While climate disaster is probably baked in right now, even greater global catastrophe can be prevented — but only by programs that will truly work toward sharply reducing carbon emissions and then ending them by 2050. Whether we as a species will achieve that is an open question. But there’s no doubt that the present course is self-destructive, for humans and the planet we depend on for life. The world of human civilization cannot afford another four years of Trump’s presidency.

That alone is sufficient reason to do whatever we can to remove Trump from the White House. Hundreds of thousands of avoidable deaths resulting from his pandemic negligence are another. But there are at least two more sufficient reasons for the urgency of our efforts to do this. What must also stop is his encouragement of emotions and activism of white supremacy from the Oval Office. Trump’s refusal to disavow flagrant racism has underscored his own reliance on it for political support.

Even more urgently, we’re facing an authoritarian threat to our democratic system of a kind we’ve never seen before. Right now he is even casting unwarranted doubt on the validity of mail-in ballots, and in other ways as well putting in question for the first time in our history whether he would peacefully leave office after a full-accounting of votes cast by Election Day gave the majority in the Electoral College to his opponent.

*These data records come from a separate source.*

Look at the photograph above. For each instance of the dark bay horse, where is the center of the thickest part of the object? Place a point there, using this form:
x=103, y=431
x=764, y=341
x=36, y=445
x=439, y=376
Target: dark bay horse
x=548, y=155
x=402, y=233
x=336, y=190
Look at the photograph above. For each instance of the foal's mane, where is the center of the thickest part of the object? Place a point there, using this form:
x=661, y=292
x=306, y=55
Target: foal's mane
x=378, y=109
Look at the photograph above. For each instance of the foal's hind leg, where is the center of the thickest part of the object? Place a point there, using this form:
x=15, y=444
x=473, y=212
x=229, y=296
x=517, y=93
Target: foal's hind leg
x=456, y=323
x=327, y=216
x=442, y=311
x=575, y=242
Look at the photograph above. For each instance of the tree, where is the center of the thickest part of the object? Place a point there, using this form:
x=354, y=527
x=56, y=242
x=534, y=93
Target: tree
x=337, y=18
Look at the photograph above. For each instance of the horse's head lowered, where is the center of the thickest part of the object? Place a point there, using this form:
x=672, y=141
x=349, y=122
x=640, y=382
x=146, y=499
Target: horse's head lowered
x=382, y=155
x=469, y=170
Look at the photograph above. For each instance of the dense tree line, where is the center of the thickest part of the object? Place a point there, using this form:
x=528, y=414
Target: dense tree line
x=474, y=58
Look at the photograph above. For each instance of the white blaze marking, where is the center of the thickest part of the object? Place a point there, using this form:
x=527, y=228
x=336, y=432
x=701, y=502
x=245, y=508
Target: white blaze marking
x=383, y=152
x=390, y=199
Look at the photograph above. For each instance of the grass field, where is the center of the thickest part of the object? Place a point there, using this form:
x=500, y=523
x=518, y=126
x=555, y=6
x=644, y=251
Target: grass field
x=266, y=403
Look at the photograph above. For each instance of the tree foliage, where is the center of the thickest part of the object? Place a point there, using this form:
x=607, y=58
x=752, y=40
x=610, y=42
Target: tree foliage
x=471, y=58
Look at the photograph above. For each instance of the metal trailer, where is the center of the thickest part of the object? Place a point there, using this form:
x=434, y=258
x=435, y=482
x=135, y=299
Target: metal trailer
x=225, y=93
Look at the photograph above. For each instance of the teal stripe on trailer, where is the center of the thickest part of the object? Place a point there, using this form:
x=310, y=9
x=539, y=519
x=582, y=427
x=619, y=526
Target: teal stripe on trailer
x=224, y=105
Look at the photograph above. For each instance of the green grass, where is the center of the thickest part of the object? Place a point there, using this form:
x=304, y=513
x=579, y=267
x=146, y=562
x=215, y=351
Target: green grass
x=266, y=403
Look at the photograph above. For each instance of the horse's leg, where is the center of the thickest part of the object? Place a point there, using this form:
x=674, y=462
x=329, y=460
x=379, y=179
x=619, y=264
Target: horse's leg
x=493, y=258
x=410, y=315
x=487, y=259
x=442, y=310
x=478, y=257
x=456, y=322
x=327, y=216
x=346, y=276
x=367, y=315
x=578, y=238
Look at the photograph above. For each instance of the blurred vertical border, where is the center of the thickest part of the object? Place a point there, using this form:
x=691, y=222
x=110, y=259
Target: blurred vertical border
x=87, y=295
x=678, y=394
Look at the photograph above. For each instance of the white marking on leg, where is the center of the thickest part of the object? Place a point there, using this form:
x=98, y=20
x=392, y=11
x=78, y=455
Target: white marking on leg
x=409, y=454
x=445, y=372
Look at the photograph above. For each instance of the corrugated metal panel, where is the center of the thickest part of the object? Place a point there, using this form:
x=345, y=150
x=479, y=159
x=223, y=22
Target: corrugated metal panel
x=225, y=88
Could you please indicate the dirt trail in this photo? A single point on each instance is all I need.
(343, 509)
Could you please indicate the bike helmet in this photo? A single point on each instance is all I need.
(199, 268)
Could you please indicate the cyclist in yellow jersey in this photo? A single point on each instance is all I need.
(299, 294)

I took an oath as a Marine, and later the same oath in the Defense Department and the State Department. It is an oath to defend and support the Constitution of the United States against all enemies, foreign, and domestic.

I now see Donald J. Trump as a domestic enemy of the Constitution, in the sense of that oath. As president he has assaulted not only the First Amendment but also virtually every other aspect and institution of our country that preserves us as a republic.

The election now underway must remove Donald Trump from the presidency. Whatever reservations you might have about Joe Biden, the fact remains that his victory over Trump would mean that our country will have dodged a bullet — preventing the destruction of our Constitution as a functional document and averting irreversible damage to human civilization in the next four years.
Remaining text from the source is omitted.